A percentagem de partos por cesariana está a baixar em Portugal, mas ainda está longe da média da maior parte dos países europeus. Para que a taxa de cesarianas diminua de uma forma mais expressiva, o grupo de peritos que estudou a reforma hospitalar acaba de apresentar uma proposta ousada: os hospitais públicos devem ser penalizados financeiramente sempre que optarem por este tipo de partos sem justificação clínica.

Quando fizerem cesarianas sem que haja uma indicação médica, as unidades de saúde públicas devem ser pagas pelo preço estabelecido para o parto vaginal (mais baixo), uma forma de os desincentivar a optar pelo parto cirúrgico que representa um custo acrescido, além de implicar alguns riscos para a mãe e para a criança.

Esta medida "de qualidade" será garantida através de auditorias clínicas, propõe este grupo de especialistas no relatório sobre a reforma hospitalar que está em discussão pública até ao final deste mês. Os peritos sugerem ainda que os hospitais analisem e encontrem justificações para as taxas elevadas observadas já durante o primeiro trimestre de 2012 e que tomem "medidas adequadas" até ao final do ano. À Direcção-Geral da Saúde e às administrações regionais de Saúde caberá a monitorização destas medidas através de um "acompanhamento mensal".

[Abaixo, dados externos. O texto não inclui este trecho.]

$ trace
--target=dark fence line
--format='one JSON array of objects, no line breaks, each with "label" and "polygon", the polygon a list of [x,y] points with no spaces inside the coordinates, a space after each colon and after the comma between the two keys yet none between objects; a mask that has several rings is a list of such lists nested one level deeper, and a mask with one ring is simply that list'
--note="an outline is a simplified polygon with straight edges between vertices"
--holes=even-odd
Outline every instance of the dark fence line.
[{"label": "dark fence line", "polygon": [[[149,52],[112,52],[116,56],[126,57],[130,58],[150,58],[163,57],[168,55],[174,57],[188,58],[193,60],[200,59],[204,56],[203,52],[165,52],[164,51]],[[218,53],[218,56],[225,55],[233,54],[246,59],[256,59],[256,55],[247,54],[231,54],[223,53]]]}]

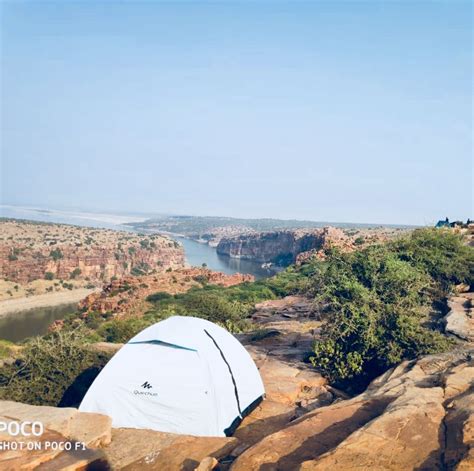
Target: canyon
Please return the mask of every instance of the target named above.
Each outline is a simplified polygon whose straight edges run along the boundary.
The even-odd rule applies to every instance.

Quanto à taxa ideal, essa não vem referida no relatório, mas o coordenador deste grupo de trabalho, José Mendes Ribeiro, situou-a recentemente nos 20%. Especialistas ouvidos pelo PÚBLICO consideram, porém, que uma descida desta ordem seria demasiado abrupta e radical. Até porque já há trabalho feito nesta matéria, que tem dado frutos bem visíveis, nomeadamente a inversão da tendência de crescimento. "Isto será desejável a longo prazo, não pode ser feito de um momento para o outro", defende Nuno Montenegro, director do Serviço de Ginecologia/Obstetrícia do Hospital de S. João (Porto). O obstetra lembra que já está ser feito "um esforço diário" nas unidades de saúde para diminuir a percentagem de cesarianas.

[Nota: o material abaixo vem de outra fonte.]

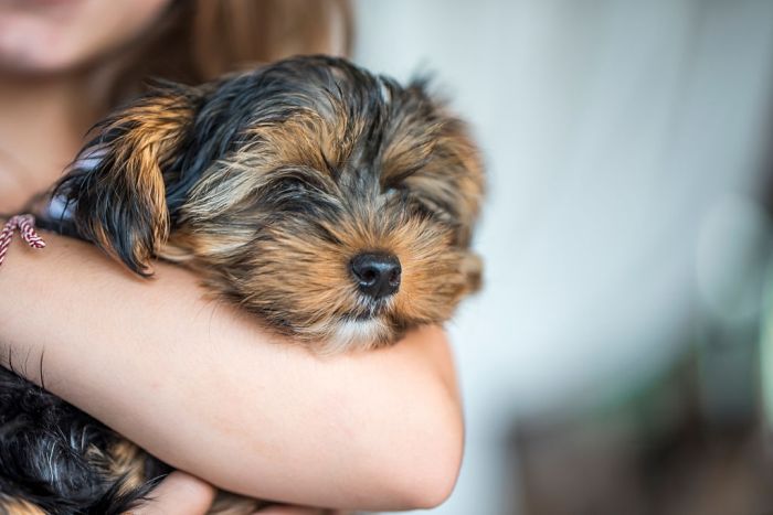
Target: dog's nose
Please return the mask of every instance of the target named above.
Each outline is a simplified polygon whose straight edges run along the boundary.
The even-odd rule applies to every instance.
[[[374,299],[389,297],[400,289],[400,260],[391,254],[358,254],[350,262],[360,291]]]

Após anos de subida sucessivas nas percentagens deste tipo de partos nos hospitais, em 2010 foi criada na região norte uma comissão para a redução da taxa de cesarianas. O resultado foi encorajador: de uma percentagem inicial de 36,05% no primeiro semestre de 2010 chegou-se aos 30,48% no primeiro trimestre deste ano, prevendo-se que até Dezembro este valor seja já inferior a 30%. E a ideia inicial era que este esforço fosse alargado a nível nacional. Mas, devido à mudança de Governo, a comissão está desde há alguns meses a aguardar indicações da tutela para saber se o trabalho é para prosseguir e em que moldes. "As indicações têm sido positivas, mas está tudo em banho-maria", disse ao PÚBLICO o coordenador deste grupo, o obstetra Diogo Ayres Campos.

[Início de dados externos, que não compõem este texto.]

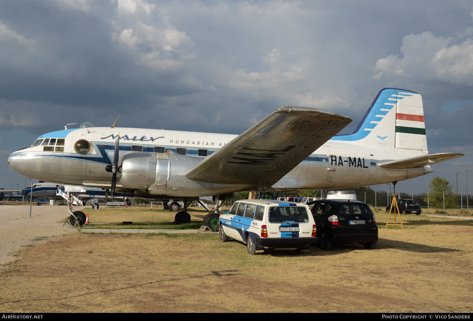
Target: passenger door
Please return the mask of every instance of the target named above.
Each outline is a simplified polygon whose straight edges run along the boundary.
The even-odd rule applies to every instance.
[[[236,215],[232,218],[232,237],[239,241],[243,240],[242,233],[243,222],[242,220],[245,215],[245,210],[246,209],[246,203],[240,203],[236,210]]]

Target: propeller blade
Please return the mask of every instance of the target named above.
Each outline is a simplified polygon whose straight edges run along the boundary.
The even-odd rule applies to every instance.
[[[114,173],[112,174],[112,202],[114,201],[114,197],[115,196],[115,187],[117,184],[117,173]]]
[[[118,137],[115,141],[115,152],[114,153],[114,165],[118,164],[118,154],[120,152],[120,146],[119,144],[120,141],[120,132],[118,132]]]

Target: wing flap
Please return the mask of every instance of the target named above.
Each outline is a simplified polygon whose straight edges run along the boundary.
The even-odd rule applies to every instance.
[[[398,160],[378,160],[376,162],[376,166],[380,168],[393,169],[423,167],[464,156],[464,154],[456,152],[428,154]]]
[[[271,186],[351,121],[315,108],[286,107],[184,173],[192,179]]]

Uma das medidas propostas por esta comissão passava, aliás, pela equiparação das quantias que são pagas aos hospitais pelos partos vaginais e por cesariana para alterar a tal condição que pode ter efeitos perversos: os primeiros são pagos por um valor inferior aos segundos. Mas esta proposta não chegou a ser aprovada.

Quanto à meta dos 20%, Diogo Campos considera também que é demasiado ambiciosa. "É muito difícil. Seria mais realista apontar para os 25%, que é a média da maior parte dos países europeus", argumenta.

Lisa Vicente, da Divisão de Saúde Reprodutiva da Direcção-Geral da Saúde, sublinha igualmente que, para que esta diminuição seja feita "em segurança", é necessário apostar num "conjunto de medidas". "Diminuir muito pode ser arriscado", observa, para garantir que a DGS continua "empenhada" em alargar a experiência do Norte ao resto do país.

De qualquer forma, a nível nacional, nos últimos tempos a tendência tem sido de uma diminuição sustentada das taxas de cesarianas nos hospitais públicos (nos privados os últimos dados apontavam para percentagens superiores a 60%).

Mas os valores nos estabelecimentos de saúde públicos variam muito de unidade para unidade: há hospitais com taxas já pouco superiores a 20%, como o Garcia de Orta e o de Castelo Branco, enquanto outros registam quase o dobro, nomeadamente o Amadora-Sintra, o de Évora e o Centro Hospitalar de Trás-os-Montes e Alto Douro, de acordo com os últimos dados disponibilizados pela Administração Central do Sistema de Saúde, relativos a Setembro deste ano. "Esta análise não pode ser nua e crua [unidade a unidade], porque há hospitais cujos dados ficam enviesados porque têm casos complicados", adverte Nuno Montenegro.